As a short term I would say that dollar is a lot for some people, some people onyl have a dollar a day and some don't even have that, some people starve and would beg for a dollar

What helped me ina long run though...I always did grocery shopping with DD and showed her the prices, she knew how expensive everything is, and she knew I am not rich. I was not making much when she was young. She knew that without me saying. (we lived in expensive area so she can attend good school but she knew we are renting tiny apartment, everyone else has a big house, I didn't have to tell she saw what car we have, what clothes we buy compare to her friends etc) I didn't have issues with her wanting stuff.

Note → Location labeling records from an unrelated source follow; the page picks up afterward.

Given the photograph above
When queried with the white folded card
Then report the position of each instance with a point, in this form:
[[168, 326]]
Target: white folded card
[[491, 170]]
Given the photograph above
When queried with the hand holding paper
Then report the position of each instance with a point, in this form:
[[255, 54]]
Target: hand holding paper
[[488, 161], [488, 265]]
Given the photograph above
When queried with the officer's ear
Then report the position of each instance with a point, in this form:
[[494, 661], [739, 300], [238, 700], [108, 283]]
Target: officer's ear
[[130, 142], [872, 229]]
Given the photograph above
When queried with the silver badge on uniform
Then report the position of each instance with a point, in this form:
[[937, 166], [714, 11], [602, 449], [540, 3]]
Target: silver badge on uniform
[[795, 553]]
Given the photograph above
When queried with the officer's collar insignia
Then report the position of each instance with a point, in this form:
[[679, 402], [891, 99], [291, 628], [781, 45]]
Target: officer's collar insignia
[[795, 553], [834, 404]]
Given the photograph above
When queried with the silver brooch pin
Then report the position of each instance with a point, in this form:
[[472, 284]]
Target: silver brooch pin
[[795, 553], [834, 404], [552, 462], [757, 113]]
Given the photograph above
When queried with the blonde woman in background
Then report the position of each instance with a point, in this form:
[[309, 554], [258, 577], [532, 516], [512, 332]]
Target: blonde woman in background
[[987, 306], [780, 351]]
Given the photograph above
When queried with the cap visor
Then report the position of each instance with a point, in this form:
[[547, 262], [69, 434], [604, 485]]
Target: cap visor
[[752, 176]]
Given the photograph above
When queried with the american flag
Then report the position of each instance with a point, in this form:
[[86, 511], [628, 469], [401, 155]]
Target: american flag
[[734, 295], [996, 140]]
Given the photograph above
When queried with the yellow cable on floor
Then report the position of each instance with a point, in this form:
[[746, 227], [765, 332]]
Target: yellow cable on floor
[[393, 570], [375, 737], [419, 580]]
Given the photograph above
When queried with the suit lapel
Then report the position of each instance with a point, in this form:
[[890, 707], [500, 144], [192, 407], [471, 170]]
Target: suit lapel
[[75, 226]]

I make more money now, she still does nto ask (well she is an adult) but i can help now and can get her nice gifts. :)

I also did the same thing that people decsribed, we donated to charity usually through my Temple, we donated for welness house (AIDs patients), food pantry etc DD was always involved.

As an adult DD is more into charity than me to be honest with you, she regurarly donates to charity, I do only once in awhile. She also volunteers.

I think most her values came from our family. I always told DD stories about history of our family and other people of the same culture, who lost everything and everyone, she knew that material possessions are not important.

Not to say that she does nto like nice STUFF, she does. But she is reasonable so far....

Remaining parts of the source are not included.